ESDU 09012:2009

INTRODUCTION

Parachutes are usually soft fabric devices whose shapes have
been designed to produce, upon deployment, a retarding force for
the purpose of slowing and/or stabilising a given payload during
its movement through the air. The word parachute itself
comes from the combination of the French words parare, to
protect or shield, and chute, the fall; the combination of
words in ‘parachute' actually means "fall protection". The
main design criteria are that when stowed it should have minimal
mass and occupy minimal space, and upon deployment it should
reliably open within an acceptable time frame with acceptable
transitional loads, and provide the desired rate of descent with an
acceptable level of stability.

In the development of this Item it has been borne in mind that
the end user would most likely be an aeronautical engineer or
student with little or no previous knowledge of parachute
aerodynamics or design. The aim is to provide such a reader with a
basic grounding of the aerodynamic principles of parachutes and
some familiarisation with the design solutions that have been
executed to date. The Item does not aim to be a design guide; the
design process is one which involves much multi-disciplinary
knowledge, of which aerodynamics is just one component; structural
considerations, weight, packaging, operational requirements and
cost may all have a strong, if not decisive, bearing on the final
outcome.
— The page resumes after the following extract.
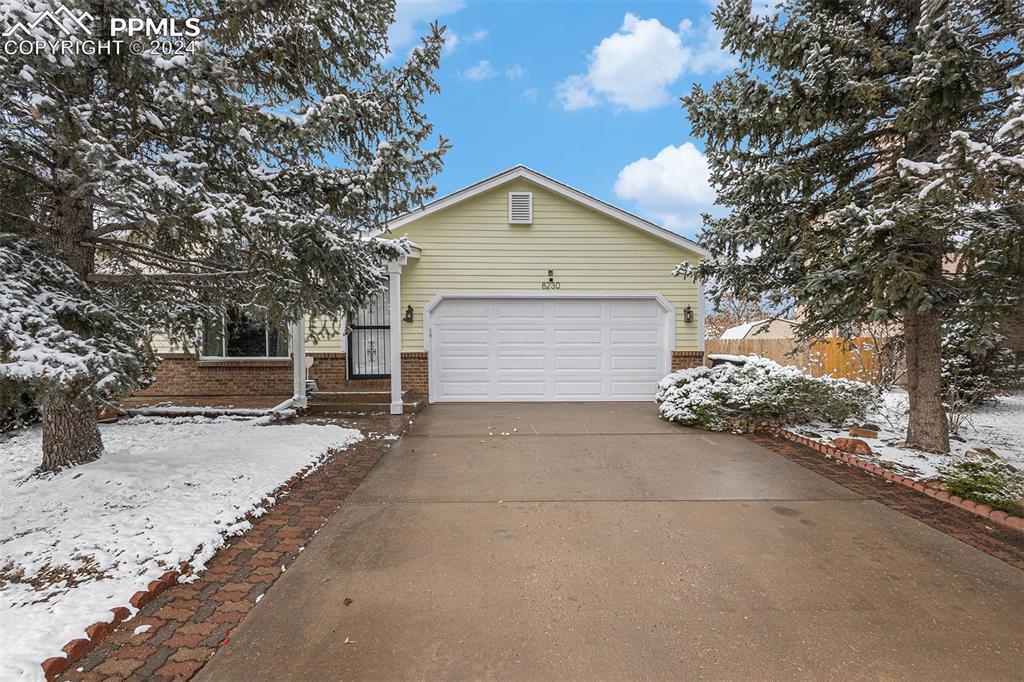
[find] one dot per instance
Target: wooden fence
(846, 358)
Furthermore, it is clear that parachute systems tend to be
rather individualistic in nature and evolve largely from extensive
experimental programmes, both captive and free flight, together
with large computer models and, in some instances, CFD
simulation.

The design and development of most parachute systems is in fact
undertaken by a small number of specialist organisations and
practitioners, whose publications, both corporate and personal, are
the sources of information contained herein. The aim of this Item
is to provide a basic introduction into this highly specialised
field, with emphasis on applications relating to the airframe
industry, not only as an introductory overview but in two
particular areas that have been identified as most likely to be of
interest; the choice and sizing of aircraft braking and spin
recovery parachutes. Although far from exhaustive, these subjects
are covered in sufficient detail to offer some basic canopy size
and selection guidance.

Section 3 provides a brief historical résumé of parachute design
and usage to the present day. Section 4 outlines the main parachute
designs and provides basic aerodynamic, geometric and performance
data for each type; it also provides definitions of the main
geometric and aerodynamic parameters. Section 5 covers the effects
of the main flow and geometric parameters and Section 6 describes
the inflation process and drag area control methods, cluster
parachute systems and pilot parachutes. Section 7 provides an
introduction to stability, the added mass approximation and
trajectory analysis, and Section 8 covers the specific applications
of parachutes to vehicle braking, spin and deep stall recovery,
ordnance stabilisation, emergency escape systems, supersonic
deceleration and load extraction.